Etienne, le 16/02/2023 à 17:29
Belle chronique, merci Nicolas ! J'avoue que celui-ci m'ennuie un peu plus que les précédents (Dead End King et Fall Of Hearts, quels disques ! City, bof je n'y suis jamais trop revenu, malgré quelques très beaux titres). Peut-être devrais-je lui laisser sa chance mais 3 écoutes n'y ont rien fait pour le moment... En l'état je trouve que Jonas tourne un peu en rond ! PS: Contrairement à Riverside, dont j'ai adoré le dernier disque, bien plus intéressant que Wasteland d'ailleurs (qui est le seul disque que je n'aime pas dans leur disco).

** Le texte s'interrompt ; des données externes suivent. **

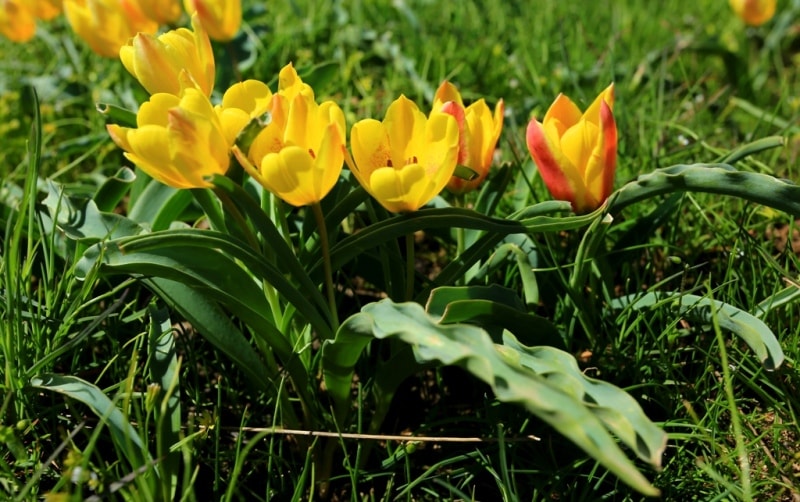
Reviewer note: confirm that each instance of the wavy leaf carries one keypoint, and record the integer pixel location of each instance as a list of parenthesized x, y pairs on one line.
[(749, 328), (554, 400)]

Les goûts et les couleurs...
FrancoisAR, le 08/02/2023 à 15:53
J’ai écouté l’intégralité de l’album et même les passages moins pop sont assez lassants, même s’il y a toujours quelques bons moments. Pour Riverside, j’ai seulement accroché à Wasteland et je suis moins convaincu par le reste, même si en effet, paradoxalement, je trouve que sur le dernier en date, ils sont plutôt pertinents quand ils jouent à fond la carte pop FM… j’ai pas d’explication plus solide à te donner hélas … mais j’avoue que globalement, la scène prog moderne de la veine Wilsonienne (je vois très large, du new-prog en passant par tout un courant metal aux contours accessibles) me procure peu d’enthousiasme.

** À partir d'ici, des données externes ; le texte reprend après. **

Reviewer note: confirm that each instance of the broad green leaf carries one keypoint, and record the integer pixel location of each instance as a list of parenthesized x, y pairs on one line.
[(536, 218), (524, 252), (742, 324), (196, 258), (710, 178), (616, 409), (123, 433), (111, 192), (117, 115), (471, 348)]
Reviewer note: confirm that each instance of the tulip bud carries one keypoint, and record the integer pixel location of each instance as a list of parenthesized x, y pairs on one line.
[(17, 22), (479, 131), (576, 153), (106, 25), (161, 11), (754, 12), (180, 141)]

NicolasAR, le 08/02/2023 à 12:14
C'est bizarre car autant je comprends que cet aspect "pop" puisse gêner avec Steven Wilson, autant ici le chant de Jonas Renkse se montre tout de même moins balisé, avec une palette vocale très diverse et pas forcément claire ou mainstream. Si tu t'arrêtes à "Atrium", oui il y a de la pop là-dedans, aucun doute. Mais dès qu'on passe à "Colossal Shade" ou "No Beacons To Illuminate Our Fall", ce n'est plus du tout le même son de cloche. D'ailleurs c'est étrange que le côté pop ne te gêne pas avec Riverside. Pour le coup, les polonais sont nettement plus catchy et radio friendly que les suédois. Non ? Enfin bref Katatonia c'est de la balle, et la disco du groupe vaut vraiment le détour.
FrancoisAR, le 08/02/2023 à 07:57
Un album (et un groupe) que j'aimerais aimer sans y parvenir ... Le côté mélancolique rend l'approche presque "pop", comme chez beaucoup de groupes prog' du XXIème siècle qui flirtent d'ailleurs avec le Metal (comme tu le soulignes), et pour moi c'est rédhibitoire, aussi bien mélodiquement qu'à cause de la baisse d'énergie que cela cause par trop d'introspection. Tant pis.